← All comparisons
vs LLM + Puppeteer wrappers

LLM + Puppeteer wrapper vs makesPDF — render structure, not HTML

Don't ask the model to print HTML. Ask it to render structure.

For: Teams piping LLM output into a headless browser to generate PDFs.

LLM + Puppeteer wrappers

The one-line difference

The LLM-plus-Puppeteer pattern goes: prompt a model to emit HTML + CSS, hand the string to headless Chromium, capture the PDF. makesPDF is the agent-native alternative: the model emits markdown or a 30-token DSL string, our hosted API renders a deterministic, tagged, archival PDF. No browser in the loop, no CSS roulette, no flaky output between model versions.

Feature matrix

LLM + Puppeteer wrapper makesPDF
What the LLM emits A long HTML+CSS string Markdown or a compact DSL (doc(page(...)))
Token cost per render High (full HTML scaffolding every call) Low (DSL is ~75–95% fewer tokens than JSON or HTML)
Determinism None — same prompt → different layouts Byte-stable for a given input
Tagged PDF (PDF/UA-1) No, unless the LLM gets it right by accident Yes, by construction
PDF/A archival No Yes (PDF/A-2A)
Validation surface "Looks right in the screenshot" veraPDF + catalog validator + structure tree
Cold start / runtime Browser launch each render <100ms Worker
Agent integration Custom glue per project Public skill file + MCP server + x402-payable
Failure mode LLM emits broken CSS → silent layout drift DSL parse error → 400 with the line number

Same input, two outputs

A "Hello, Ada" report generated by an agent.
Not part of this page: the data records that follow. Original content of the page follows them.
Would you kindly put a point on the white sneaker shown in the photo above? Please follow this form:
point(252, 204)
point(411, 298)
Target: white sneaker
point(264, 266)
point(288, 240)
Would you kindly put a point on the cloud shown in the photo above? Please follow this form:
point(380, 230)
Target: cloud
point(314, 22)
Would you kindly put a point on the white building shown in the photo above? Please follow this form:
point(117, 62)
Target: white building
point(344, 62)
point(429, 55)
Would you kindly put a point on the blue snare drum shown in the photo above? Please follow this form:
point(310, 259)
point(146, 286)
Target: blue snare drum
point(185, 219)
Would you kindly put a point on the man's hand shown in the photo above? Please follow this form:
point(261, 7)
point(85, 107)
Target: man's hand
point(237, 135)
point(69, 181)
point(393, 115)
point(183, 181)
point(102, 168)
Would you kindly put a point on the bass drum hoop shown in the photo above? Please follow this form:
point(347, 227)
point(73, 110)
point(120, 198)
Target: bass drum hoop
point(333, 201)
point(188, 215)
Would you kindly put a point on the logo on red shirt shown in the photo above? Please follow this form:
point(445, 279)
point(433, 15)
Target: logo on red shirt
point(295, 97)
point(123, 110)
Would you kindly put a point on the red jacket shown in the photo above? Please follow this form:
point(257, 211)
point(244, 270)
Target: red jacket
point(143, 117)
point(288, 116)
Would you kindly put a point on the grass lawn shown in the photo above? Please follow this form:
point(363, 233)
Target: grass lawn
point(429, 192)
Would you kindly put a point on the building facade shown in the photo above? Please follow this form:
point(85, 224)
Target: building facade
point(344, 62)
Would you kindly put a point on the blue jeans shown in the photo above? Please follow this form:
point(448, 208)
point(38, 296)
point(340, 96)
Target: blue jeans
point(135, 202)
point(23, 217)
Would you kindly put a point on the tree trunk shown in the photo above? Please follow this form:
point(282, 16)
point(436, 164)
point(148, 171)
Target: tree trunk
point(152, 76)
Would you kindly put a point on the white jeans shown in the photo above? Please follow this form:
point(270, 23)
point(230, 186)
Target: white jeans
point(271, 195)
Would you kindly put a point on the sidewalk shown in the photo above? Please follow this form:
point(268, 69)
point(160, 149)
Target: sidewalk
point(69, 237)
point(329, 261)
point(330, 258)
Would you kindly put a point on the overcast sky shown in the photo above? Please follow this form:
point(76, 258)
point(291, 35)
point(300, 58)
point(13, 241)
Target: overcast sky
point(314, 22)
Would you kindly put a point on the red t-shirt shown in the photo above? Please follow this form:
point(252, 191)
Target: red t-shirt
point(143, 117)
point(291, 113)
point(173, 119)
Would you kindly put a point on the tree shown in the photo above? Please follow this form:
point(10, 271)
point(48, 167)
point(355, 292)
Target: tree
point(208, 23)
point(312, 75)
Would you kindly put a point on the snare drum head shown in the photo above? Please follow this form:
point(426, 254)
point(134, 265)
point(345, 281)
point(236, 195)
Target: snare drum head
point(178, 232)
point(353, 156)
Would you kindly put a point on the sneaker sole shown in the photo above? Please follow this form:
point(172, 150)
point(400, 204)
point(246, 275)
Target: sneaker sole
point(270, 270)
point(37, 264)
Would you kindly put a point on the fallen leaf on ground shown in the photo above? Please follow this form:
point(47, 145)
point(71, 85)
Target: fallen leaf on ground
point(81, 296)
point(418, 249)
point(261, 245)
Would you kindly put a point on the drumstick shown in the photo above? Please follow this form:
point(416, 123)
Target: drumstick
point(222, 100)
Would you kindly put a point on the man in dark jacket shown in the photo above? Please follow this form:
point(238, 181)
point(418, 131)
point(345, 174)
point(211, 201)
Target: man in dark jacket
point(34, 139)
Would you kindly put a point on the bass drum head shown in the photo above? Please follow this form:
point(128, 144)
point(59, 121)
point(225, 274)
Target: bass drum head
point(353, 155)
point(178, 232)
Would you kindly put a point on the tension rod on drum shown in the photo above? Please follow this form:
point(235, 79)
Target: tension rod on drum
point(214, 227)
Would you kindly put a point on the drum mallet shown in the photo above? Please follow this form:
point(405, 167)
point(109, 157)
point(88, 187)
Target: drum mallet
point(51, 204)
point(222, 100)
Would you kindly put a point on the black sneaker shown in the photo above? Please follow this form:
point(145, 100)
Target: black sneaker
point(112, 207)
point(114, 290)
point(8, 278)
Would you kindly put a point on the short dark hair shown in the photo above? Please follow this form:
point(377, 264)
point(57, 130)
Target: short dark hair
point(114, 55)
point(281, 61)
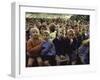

LLM + Puppeteer — model emits HTML, browser prints:

const html = await llm.generate({
  prompt:
    "Generate a one-page A4 PDF report titled 'Hello, Ada' with the body 'Welcome to the report.'. Return only the HTML.",
});
// html ≈ 800–2000 tokens of <!doctype html><html>… on every call

const browser = await puppeteer.launch();
const page = await browser.newPage();
await page.setContent(html);
await page.pdf({ path: "hello.pdf", format: "A4" });
await browser.close();

makesPDF — model emits a tiny DSL string, we render it:

const dsl = await llm.generate({
  // Model has been given the public skill file at
  // https://makespdf.com/skills/pdf-template-author.md
  prompt:
    "Emit a makesPDF DSL template for a report titled 'Hello, {{name}}' with body 'Welcome to the report.'",
});
// dsl ≈ 30–60 tokens: `const template = doc(page(col(h1("Hello, {{name}}"), p("Welcome..."))));`

await fetch("https://makespdf.com/api/v1/preview", {
  method: "POST",
  headers: { Authorization: `Bearer ${MAKESPDF_API_KEY}`, "Content-Type": "application/json" },
  body: JSON.stringify({ dsl, data: { name: "Ada" } }),
});

The DSL form gives the model a typed surface with a small, well-documented vocabulary. The HTML form gives it a 1996-era serialization format with thousands of CSS edge cases — and asks the model to get them all right, every call, with no validator in the loop.

Why people switch

  • HTML is the wrong serialization for an agent. It's verbose, full of legacy quirks, and gives the model a thousand ways to be subtly wrong (CSS specificity, box-sizing, font fallbacks, page-break rules). The DSL is a few dozen functions with explicit semantics. The model gets it right more often, in fewer tokens.
  • Tokens are cost. A 1500-token HTML scaffold per render is real money at scale. The DSL pays the structural cost once (in the skill file, which is cached) and emits ~30–100 tokens per actual document.
  • Determinism is a feature, not a luxury. When the same prompt produces different layouts on Tuesday and Thursday, you can't ship that to customers. The DSL renders to the same bytes every time.
  • Compliance can't be vibes-tested. PDF/UA-1 is a structure-tree spec. An LLM can emit HTML that looks accessible in a screenshot and still fails veraPDF. We tag by construction and validate against the ISO reference validator.
  • The skill is portable. Ship https://makespdf.com/skills/pdf-template-author.md to any agent — Claude, ChatGPT, Cursor, an MCP-aware framework — and it knows the DSL. No per-project prompt engineering.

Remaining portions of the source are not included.